Today is just one of those days when, try as I might, I just can’t keep my mind on the work I’m supposed to be doing and am instead sucked back down the rabbit hole into the strange world of blogging. I hope some of Waq al-waq’s many, or possibly handful of, fan in Wales heard me say a quick hello on the BBC’s Tea Time program.

Speaking of the BBC, Ginny Hill of Chatham House has a good overview on the BBC. I agree with much of her take, although I would disagree with the point about kidnappings in the capital being a sign of slipping government control. (Kidnappings have been taking place in the capital for a long time, to my mind this is not new.)

She makes a good point about the dwindling number of foreigners, and this is something no one is really talking about. The civilian foreigners are leaving San ‘a and being replaced at, I would guess a fractionary rate, by military personnel. This is not the kind of equation that we should want to see.

I’m less high on the Friends of Yemen, in fact, I don’t think that group will accomplish much of anything in Yemen.

But most importantly, we should all be happy that the British Embassy is no longer in its old building out on Hadda Street, talk about unsecured – anyone remember the shoot-out between the al-Ahmar boys and state security?

Certainly, the British Embassy isn’t as locked down as the US Embassy, but it is in the same family. I remember my visit last year, talk about unfriendly – it was just like being at the US Embassy. Only there was very little for a terrorist attack to grab onto, a small portion of the compound touching the road. Hence, the two attacks this year have taken place on the way to the embassy not at the embassy.

Moving on, News Yemen – which strangely reported a second attack on a British citizen that seems to have been imaginary – writes about Faris Man’a, the former mediator, released prisoner and current gun dealer, escaping an ambush in Harf Sufayn in the north of ‘Amran. The Huthi conflict is warming back up.

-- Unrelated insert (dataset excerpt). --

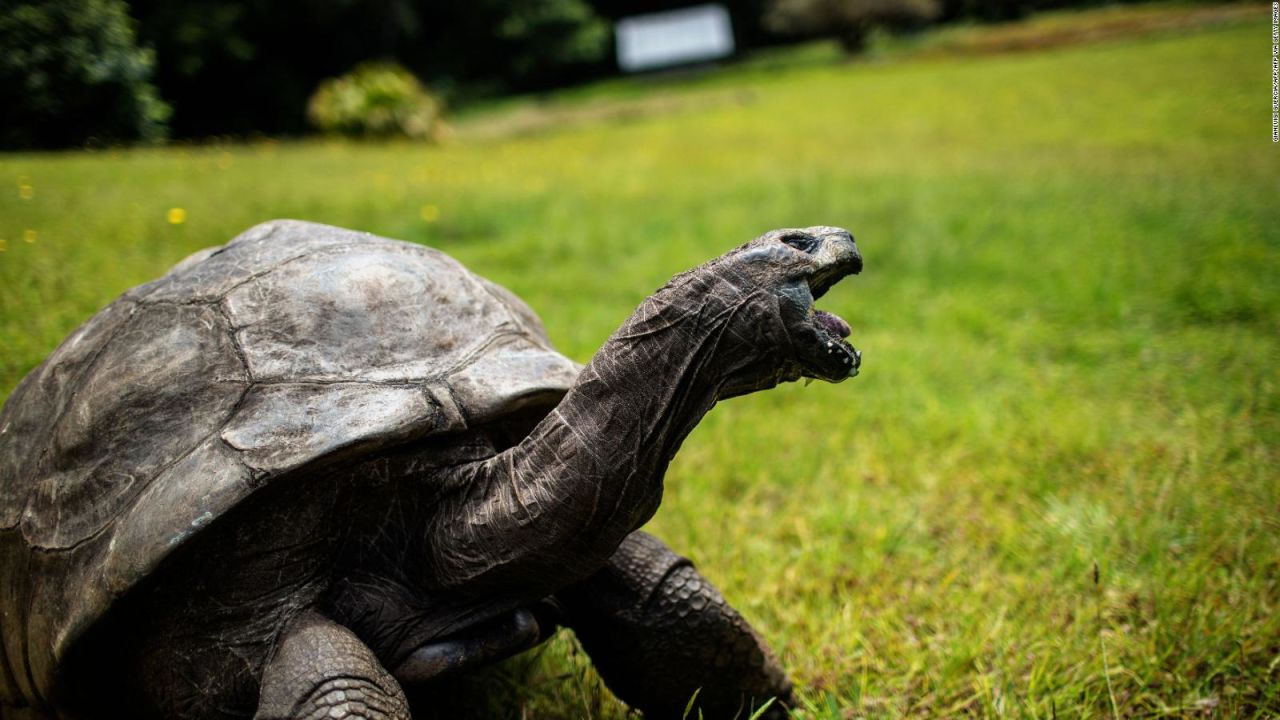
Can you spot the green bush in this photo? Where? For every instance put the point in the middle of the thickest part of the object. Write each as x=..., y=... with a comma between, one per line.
x=846, y=19
x=376, y=100
x=72, y=73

While we are on the subject of murky conflicts, let me be clear the two attacks today in San ‘a – despite appearances, were not related – the attack on the British vehicle was an act of terrorism, the murder of the French director and shooting of an Irish citizen was an act of workplace violence. An extreme example, of course, but it does no one any good when the media throws out headlines like two militant attacks on westerners in Yemen. The country has enough difficulties with real problems in their proper categories without blurring the distinctions between separate and distinct acts of violence: motives and intentions matter.

I had high hopes of going into tribal politics and the visit of some Marib shaykhs to Sa ‘dah, an analysis of the recent AQAP video, or even getting into the latest Republican decree, which was printed in al-Sharq al-Awsat earlier this week, on the new religious committee, but the blogging bug is no longer biting.